JF : Sans aucun doute. Les avocats sont satisfaits de la facturation horaire. Et en général, les entreprises clientes en sont également satisfaites, car c’est tout ce qu’elles connaissent. Il s’agit d’un modèle facile, pratique et avantageux pour les personnes qui offrent leurs services; c’est pourquoi nous nous en servons. De plus, il est incroyablement difficile d’établir le tarif des services juridiques, et tout aussi malaisé de faire correspondre la valeur de ces services au prix demandé. Ce n’est pas impossible, mais ça implique beaucoup de travail, tant du côté des avocats que des clients. Certaines tâches peuvent être confiées à des plates-formes de fournisseurs de services juridiques alternatifs, généralement pour un prix forfaitaire. Le travail que les cabinets d’avocats continuent d’accomplir, celui qui est de grande valeur, complexe et difficile, a probablement avantage, pour sa part, à être facturé à l’heure. En réalité, le vrai problème pour les avocats, c’est que le modèle des heures facturables n’est avantageux que pour le travail élémentaire effectué par les avocats adjoints. Si vous essayez de facturer à l’heure un travail aux enjeux élevés, vous vous sous-évaluez largement. Ainsi, si vous travaillez 50 heures à 1000 $ l’heure pour régler un problème qui économise un million de dollars à votre client, vous vous faites avoir. Cette réalité va finir par rattraper bon nombre d’avocats, car le modèle des heures facturables a été conçu pour générer du profit à partir de certaines tâches en particulier, et ces tâches relèvent de moins en moins des cabinets d’avocats. Le travail qui reste est peut-être facilement facturable à l’heure, mais ne rapporte pas autant qu’il le devrait.

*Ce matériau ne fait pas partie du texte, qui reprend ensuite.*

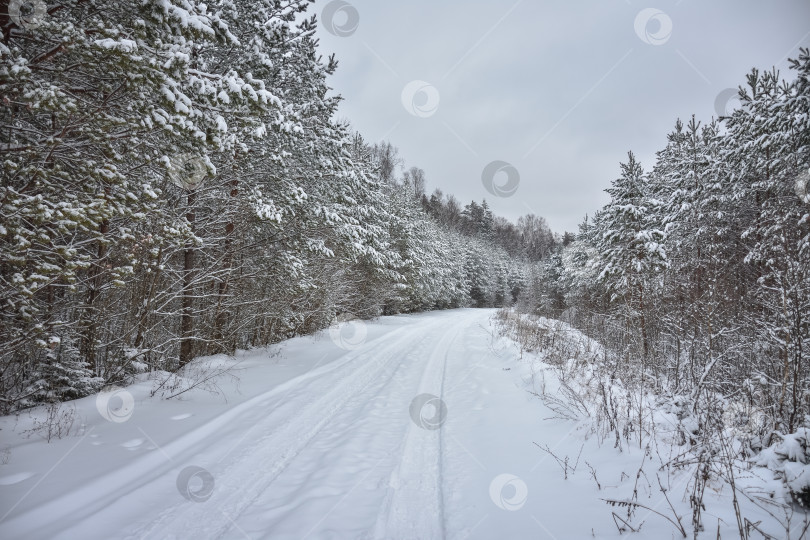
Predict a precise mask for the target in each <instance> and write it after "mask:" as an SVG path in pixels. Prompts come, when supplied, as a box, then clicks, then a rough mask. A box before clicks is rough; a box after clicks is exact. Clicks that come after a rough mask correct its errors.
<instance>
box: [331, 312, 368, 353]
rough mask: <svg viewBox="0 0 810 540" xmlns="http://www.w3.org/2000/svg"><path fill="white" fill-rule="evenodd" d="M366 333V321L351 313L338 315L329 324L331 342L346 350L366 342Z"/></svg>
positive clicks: (357, 347)
mask: <svg viewBox="0 0 810 540" xmlns="http://www.w3.org/2000/svg"><path fill="white" fill-rule="evenodd" d="M367 335H368V329H367V328H366V323H364V322H363V321H361V320H360V319H358V318H357V317H355V316H354V315H352V314H351V313H344V314H341V315H338V316H337V317H335V318H334V320H333V321H332V324H331V326H329V337H330V338H331V339H332V342H333V343H334V344H335V345H337V346H338V347H340V348H341V349H343V350H346V351H353V350H355V349H359V348H360V347H361V346H362V345H363V343H365V342H366V336H367Z"/></svg>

: Selon vous, quelle sera la conséquence de la démographie sur la direction des cabinets et services d’avocats?

JF : Les baby-boomers sont encore importants et influents, mais l’époque où ils dominaient la population active est, à mon avis, révolue. Toutefois, l’héritage qu’ils laissent derrière eux va prendre des années à défaire. Il est de plus en plus fréquent que les associés directeurs, chefs de groupes de pratique et dirigeants de cabinets d’avocats que je rencontre appartiennent à la génération X ou Y. C’est à eux que la profession appartient maintenant, et ils vont passer une bonne partie des dix prochaines années à déconstruire l’infrastructure culturelle et financière laissée par les baby-boomers. Il leur faudra probablement dix ans – peut-être même plus – pour remodeler les cabinets d’avocats à leur image, et, honnêtement, il se pourrait qu’ils n’en viennent pas à bout eux-mêmes.